The journey to the City of Bones cannot feel like a theatrical device imposed on the play from left field, which is how it reads here. A successful production of Gem of the Ocean cannot feel like people talking in a living room punctuated by a spiritual sequence—Blithe Spirit, this is not. An audience must feel that the house contains more than just this present moment; it holds the ages. The spirituality must be ever-present. Without that, the City of Bones doesn’t feel inevitable—it feels arbitrary. That sense of inevitability also depends on Aunt Ester as a figure who carries time itself, and here she simply doesn’t. The youth of this Aunt Ester makes the ritual harder to accept as real within the world of the play, draining it of its force. There is no real understanding of any of this in the production.
It’s also worth mentioning that there are two great performances here: the aforementioned Kadahj Bennett, who fills out Caesar with real force, making clear the logic—and the cost—of his position, and the very impressive Joshua Lee Robinson, who ably fills in all the shades of Citizen, from raw fear to a deep and earned clarity in a truly beautiful way. Regine Vital also has some beautiful moments, but the tides are against her here.
Wilson uses 1839 Wylie to bookend the Century Cycle, opening the series inside the storied house and closing with Radio Golf, where the house faces possible destruction through redevelopment. Though the home and its address are fictional—the number 1839 gesturing back to the Amistad rebellion—it isn’t just a location, but a site anchored to a historical moment of resistance, a kind of ground zero for everything Wilson is tracing.
But 1839 Wylie is a real place—or rather, an empty lot in Pittsburgh’s Hill District. It holds cultural and historical weight, even serving as the site of outdoor productions of Gem of the Ocean. There’s no preserved structure, no museum or house you can visit, but the parcel of land remains a kind of living marker, its significance sustained not by what stands there, but by the history it has come to represent.
The same is true of Wilson’s plays, which remain significant regardless of the production around them.
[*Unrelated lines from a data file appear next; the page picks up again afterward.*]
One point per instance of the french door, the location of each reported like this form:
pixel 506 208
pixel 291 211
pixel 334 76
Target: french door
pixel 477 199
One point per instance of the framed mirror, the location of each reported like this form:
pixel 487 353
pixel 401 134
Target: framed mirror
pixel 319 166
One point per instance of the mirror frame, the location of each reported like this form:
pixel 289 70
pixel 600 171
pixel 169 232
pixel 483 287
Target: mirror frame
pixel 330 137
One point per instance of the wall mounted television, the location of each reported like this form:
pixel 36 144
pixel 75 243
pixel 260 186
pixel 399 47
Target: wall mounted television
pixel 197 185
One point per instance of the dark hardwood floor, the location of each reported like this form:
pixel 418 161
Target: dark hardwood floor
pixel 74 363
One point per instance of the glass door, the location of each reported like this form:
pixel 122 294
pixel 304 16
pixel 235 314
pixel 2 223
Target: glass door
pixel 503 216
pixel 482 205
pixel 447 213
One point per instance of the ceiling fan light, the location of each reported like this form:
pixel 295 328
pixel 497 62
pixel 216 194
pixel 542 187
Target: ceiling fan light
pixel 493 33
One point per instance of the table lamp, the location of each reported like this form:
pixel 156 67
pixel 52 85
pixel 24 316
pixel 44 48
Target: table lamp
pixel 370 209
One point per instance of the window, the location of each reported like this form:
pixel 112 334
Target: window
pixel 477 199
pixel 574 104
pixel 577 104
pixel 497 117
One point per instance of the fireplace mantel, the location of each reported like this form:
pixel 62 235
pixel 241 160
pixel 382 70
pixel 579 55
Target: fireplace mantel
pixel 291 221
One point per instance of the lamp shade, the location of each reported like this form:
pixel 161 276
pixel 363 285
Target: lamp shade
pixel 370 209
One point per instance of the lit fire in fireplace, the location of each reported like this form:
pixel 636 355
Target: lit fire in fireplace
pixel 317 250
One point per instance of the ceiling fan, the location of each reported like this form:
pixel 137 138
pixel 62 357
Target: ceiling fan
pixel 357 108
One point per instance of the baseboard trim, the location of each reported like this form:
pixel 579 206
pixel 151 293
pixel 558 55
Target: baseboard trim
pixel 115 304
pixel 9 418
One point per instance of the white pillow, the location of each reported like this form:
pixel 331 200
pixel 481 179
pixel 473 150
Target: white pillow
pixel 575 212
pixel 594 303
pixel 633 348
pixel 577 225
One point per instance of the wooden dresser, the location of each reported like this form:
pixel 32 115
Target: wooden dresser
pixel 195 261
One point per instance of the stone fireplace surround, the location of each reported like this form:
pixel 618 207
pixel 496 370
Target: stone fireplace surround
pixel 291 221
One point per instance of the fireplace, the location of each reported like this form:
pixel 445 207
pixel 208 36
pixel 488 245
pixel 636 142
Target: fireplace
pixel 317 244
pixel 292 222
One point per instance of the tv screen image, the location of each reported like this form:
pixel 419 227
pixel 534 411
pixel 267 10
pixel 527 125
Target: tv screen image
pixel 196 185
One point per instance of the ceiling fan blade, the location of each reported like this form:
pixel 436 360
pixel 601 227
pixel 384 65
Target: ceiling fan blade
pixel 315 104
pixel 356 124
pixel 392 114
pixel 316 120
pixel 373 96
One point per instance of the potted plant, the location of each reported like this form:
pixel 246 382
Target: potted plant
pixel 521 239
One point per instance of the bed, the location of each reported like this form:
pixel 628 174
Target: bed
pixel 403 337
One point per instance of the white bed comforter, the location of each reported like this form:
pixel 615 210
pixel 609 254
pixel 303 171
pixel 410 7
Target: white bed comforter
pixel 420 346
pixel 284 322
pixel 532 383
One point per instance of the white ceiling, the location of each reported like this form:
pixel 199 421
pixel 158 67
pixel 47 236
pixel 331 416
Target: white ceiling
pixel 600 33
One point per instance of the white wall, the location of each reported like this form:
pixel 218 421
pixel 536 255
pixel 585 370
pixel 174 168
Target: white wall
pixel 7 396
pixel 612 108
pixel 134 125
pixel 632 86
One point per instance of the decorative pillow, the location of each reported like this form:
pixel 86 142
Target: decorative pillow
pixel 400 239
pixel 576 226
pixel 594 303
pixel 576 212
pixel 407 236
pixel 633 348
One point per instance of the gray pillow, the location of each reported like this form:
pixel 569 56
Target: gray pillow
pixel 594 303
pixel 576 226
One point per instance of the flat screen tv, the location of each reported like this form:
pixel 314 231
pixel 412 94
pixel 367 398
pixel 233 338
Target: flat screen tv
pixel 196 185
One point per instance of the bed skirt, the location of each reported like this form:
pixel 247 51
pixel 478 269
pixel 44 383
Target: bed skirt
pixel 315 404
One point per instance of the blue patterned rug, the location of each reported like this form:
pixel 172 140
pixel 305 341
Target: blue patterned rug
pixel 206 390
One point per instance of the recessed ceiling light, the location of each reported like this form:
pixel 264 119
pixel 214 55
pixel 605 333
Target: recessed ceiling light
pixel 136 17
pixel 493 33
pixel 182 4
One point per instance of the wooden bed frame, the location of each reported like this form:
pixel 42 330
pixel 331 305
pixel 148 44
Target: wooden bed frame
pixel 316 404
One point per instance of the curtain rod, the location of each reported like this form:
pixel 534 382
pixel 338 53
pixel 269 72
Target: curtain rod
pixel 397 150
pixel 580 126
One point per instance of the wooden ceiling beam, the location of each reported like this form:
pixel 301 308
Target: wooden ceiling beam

This one falters often. And yet, to hear the language is still its own kind of reward, even here. That this production is given life at Hibernian Hall, in Roxbury, a historic center of Black life in Boston, only deepens that experience. This production may not fully come together, but to sit in that world, in that place, still has the power to transform.
Gem of the Ocean. Through May 17 at Actors’ Shakespeare Project at Hibernian Hall. www.actorsshakespeareproject.org. Running time: 2 hours 45 minutes.